9

I'm encountering an issue where preg_replace() with a complicated regular expression causes an error (PREG_BACKTRACK_LIMIT_ERROR) due to pcre.backtrack_limit being too low, which is set to 1,000,000 by default. I set this to 10,000,000, and it works for this particular application.

My question is, what exactly is backtracking limit's, loosely defined, "unit"? Does the 1,000,000 figure correspond to memory size? If not, what does it signify? I'm trying to understand what a reasonable setting for this on my environment.

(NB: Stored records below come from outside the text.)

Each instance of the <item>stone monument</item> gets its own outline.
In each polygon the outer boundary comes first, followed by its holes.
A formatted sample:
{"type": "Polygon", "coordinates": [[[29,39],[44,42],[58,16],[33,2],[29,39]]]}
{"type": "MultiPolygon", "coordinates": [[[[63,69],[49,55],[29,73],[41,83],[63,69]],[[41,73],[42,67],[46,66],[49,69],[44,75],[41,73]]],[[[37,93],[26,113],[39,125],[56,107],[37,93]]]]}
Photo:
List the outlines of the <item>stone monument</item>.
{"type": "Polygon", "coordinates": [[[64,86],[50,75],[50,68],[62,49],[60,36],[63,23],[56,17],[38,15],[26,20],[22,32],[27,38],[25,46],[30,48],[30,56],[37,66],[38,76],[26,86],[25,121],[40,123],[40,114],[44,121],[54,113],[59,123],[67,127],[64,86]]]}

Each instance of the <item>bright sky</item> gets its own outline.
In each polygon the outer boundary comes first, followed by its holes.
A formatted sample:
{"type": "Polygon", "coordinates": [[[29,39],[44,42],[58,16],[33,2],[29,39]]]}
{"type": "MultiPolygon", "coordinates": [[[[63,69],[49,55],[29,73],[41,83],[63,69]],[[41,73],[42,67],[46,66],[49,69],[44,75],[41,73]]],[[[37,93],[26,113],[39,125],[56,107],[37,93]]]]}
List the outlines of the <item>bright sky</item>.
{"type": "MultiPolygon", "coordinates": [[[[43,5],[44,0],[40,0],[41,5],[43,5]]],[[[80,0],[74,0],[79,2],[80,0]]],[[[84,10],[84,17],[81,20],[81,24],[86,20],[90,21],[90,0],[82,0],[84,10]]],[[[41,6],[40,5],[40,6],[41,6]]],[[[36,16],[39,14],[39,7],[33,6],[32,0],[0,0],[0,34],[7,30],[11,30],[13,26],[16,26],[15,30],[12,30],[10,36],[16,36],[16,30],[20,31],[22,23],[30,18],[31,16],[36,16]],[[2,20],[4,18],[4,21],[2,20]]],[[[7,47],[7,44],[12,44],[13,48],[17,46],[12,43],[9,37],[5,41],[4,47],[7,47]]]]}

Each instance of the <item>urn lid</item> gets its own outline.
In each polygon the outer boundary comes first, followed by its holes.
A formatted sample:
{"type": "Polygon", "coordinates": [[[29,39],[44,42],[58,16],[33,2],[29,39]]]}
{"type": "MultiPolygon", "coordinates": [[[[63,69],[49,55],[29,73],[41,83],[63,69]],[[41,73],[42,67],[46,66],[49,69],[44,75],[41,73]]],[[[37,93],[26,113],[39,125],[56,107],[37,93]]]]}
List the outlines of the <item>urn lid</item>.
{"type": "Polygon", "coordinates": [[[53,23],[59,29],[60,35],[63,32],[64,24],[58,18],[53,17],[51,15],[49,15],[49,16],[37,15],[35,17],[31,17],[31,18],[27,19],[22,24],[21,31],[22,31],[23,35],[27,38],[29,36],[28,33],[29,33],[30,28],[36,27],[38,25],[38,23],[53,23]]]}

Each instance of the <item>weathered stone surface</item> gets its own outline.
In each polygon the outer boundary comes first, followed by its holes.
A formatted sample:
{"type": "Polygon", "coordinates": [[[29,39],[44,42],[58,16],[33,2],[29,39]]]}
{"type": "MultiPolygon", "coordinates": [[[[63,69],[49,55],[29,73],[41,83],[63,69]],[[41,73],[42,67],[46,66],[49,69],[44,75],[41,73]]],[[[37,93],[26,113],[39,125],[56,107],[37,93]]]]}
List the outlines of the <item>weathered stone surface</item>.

Reference on preg_replace: http://us3.php.net/manual/en/pcre.configuration.php#ini.pcre.backtrack-limit

Reference on backtracking: In regular expressions, what is a backtracking / back referencing?

Community
  • 1
  • 1
laketuna
  • 3,832
  • 14
  • 59
  • 104
  • First of all, what you are asking here is not about a “unit” – that’s something like a mile or a kilogram, but there is no unit involved here, it’s just a plain number. And it sets the limit for backtracking attempts before giving up on a search that is becoming to complex/memory expensive. – CBroe May 05 '14 at 22:44
  • 2
    You've just answered my question. "Number of backtracking ATTEMPTS" is a unit :). If you could provide a link with a reference to this, I'd be happy to accept your answer. – laketuna May 05 '14 at 22:50
  • As an aside comment, If you have this kind of error, I suggest you to rewrite your pattern instead of changing the backtrack_limit. – Casimir et Hippolyte May 05 '14 at 23:28
  • @Casimir, I'm not sure if I can post it here, unfortunately. It's not mine. I was just more interested in what the PHP setting was about. – laketuna May 06 '14 at 00:05

3 Answers3

5

From the PCRE source code, this error is returned when "match()" is called more than 1,000,000 times recursively:

/* First check that we haven't called match() too many times, or that we
haven't exceeded the recursive call limit. */

if (md->match_call_count++ >= md->match_limit) RRETURN(PCRE_ERROR_MATCHLIMIT);

That is converted into a "PHP_PCRE_BACKTRACK_LIMIT_ERROR" error here.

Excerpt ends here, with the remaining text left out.